Sunday, March 29, 2009

090329-FN5/ProvingPremises


Most war crimes trials have involved the device of judicial notice which entails the court considering a fact to be proved. Notice is usually reserved for such mundane things as facts in the Almanac, the boiling temperature of water, and the location of streets and so on. It can also be taken of scientific or scholarly facts "not reasonably in dispute" (e.g. the earth is a sphere). Once a fact is “noticed” it cannot be disputed.

In many war crimes trials the “fact” of Nazi genocide either in general or at a particular place is judicially noticed or considered res judicata (i.e., already proved in another case involving the same or similarl issues). Otherwise every war crimes trial would invovle a repeat of the Nuremberg Trials.

The difficulty with the Demjanjuk case stems from the theory of guilt. In the war crimes trials I have read summaries of, the fact that Nazi genocide took place at Camp X is noticed and the prosecution goes on to prove that, at Camp X, the defendant did 1, 2, 3, homicidal acts. That is a different theory than saying Demjanjuk did 29,000 homicidal acts because everyone at Sobibor was ordered to participate in the Holocaust. If the “Sobibor Premise” is judicially noticed, that becomes the equivalent of judically noticing “guilt” and there’s nothing left to try.

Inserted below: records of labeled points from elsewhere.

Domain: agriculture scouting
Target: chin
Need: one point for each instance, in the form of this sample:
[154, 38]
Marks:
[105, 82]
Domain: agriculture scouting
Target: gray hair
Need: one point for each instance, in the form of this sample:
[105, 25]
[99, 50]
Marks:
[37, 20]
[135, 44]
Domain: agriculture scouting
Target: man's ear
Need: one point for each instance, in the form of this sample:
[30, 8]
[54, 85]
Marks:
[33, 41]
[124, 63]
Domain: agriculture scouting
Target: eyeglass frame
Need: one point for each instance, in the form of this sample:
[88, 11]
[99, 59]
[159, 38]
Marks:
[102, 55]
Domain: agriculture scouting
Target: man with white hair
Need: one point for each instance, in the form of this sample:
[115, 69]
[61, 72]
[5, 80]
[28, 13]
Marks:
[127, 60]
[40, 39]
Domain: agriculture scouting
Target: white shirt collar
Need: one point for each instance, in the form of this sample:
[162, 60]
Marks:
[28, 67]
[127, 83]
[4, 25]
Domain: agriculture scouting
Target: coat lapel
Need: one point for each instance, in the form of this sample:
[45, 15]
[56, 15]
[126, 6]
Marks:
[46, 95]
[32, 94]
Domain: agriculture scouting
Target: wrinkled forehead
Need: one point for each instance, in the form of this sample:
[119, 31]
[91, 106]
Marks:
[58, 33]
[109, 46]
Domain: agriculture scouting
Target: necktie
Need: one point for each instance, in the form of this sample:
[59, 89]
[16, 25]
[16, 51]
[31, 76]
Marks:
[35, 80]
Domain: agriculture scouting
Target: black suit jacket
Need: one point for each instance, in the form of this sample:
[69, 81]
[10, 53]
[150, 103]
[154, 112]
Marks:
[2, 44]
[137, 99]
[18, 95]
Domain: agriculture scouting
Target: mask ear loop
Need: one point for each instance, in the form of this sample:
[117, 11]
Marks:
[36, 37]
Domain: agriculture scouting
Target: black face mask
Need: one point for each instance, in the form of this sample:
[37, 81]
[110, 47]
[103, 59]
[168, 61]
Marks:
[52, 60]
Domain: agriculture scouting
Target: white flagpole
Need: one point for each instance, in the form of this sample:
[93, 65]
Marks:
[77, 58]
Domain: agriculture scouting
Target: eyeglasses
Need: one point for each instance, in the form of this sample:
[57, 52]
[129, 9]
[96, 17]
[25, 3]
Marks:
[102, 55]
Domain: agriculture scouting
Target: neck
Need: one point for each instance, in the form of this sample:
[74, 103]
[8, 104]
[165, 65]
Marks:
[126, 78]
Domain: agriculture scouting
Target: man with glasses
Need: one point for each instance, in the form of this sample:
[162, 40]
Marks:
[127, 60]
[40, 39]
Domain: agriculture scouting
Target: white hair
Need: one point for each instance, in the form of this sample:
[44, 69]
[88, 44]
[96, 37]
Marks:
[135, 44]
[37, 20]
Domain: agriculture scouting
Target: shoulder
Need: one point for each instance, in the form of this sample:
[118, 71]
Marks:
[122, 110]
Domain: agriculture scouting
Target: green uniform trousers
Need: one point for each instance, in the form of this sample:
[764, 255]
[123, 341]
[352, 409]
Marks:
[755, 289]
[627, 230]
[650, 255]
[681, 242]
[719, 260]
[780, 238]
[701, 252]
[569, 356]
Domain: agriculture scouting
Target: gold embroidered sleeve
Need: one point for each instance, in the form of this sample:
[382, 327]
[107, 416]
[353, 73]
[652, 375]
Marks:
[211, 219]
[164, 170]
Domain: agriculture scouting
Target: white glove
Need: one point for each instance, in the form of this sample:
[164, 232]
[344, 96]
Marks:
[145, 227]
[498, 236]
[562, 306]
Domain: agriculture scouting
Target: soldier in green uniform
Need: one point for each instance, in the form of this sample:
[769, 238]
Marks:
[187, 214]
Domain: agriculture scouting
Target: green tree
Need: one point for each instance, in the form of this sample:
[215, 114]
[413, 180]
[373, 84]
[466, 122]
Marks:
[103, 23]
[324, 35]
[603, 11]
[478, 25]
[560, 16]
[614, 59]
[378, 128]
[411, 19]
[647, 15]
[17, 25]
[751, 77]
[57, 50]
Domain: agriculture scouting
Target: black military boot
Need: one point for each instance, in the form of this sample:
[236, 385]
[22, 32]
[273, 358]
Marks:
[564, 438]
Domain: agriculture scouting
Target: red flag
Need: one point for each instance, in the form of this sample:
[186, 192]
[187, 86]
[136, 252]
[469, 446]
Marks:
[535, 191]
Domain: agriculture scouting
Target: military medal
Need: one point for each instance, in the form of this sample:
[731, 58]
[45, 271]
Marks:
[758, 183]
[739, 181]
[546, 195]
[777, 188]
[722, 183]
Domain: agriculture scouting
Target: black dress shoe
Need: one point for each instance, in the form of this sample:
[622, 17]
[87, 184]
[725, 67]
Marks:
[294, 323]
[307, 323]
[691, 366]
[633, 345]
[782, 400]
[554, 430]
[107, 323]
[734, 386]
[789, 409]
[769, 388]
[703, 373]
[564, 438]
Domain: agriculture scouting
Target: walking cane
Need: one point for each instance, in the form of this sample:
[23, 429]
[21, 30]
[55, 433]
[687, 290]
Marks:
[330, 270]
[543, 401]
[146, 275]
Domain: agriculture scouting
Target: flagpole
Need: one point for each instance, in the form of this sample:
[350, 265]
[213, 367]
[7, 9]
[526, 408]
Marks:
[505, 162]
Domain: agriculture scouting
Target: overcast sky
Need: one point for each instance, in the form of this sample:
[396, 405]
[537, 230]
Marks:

It seems to me that at least one strategy that should be available to Demjanjuk should he chose to pursue it would be to contest the “all-did-everything” assertion and this would entail at least to some extent a relitigation of what was done at Sobibor after all.

It is noted here, that Demjanjuk's defense has consistently been that he is not the person on the Trawniki Certificate regardless of what may or may not have happened at Sobibor.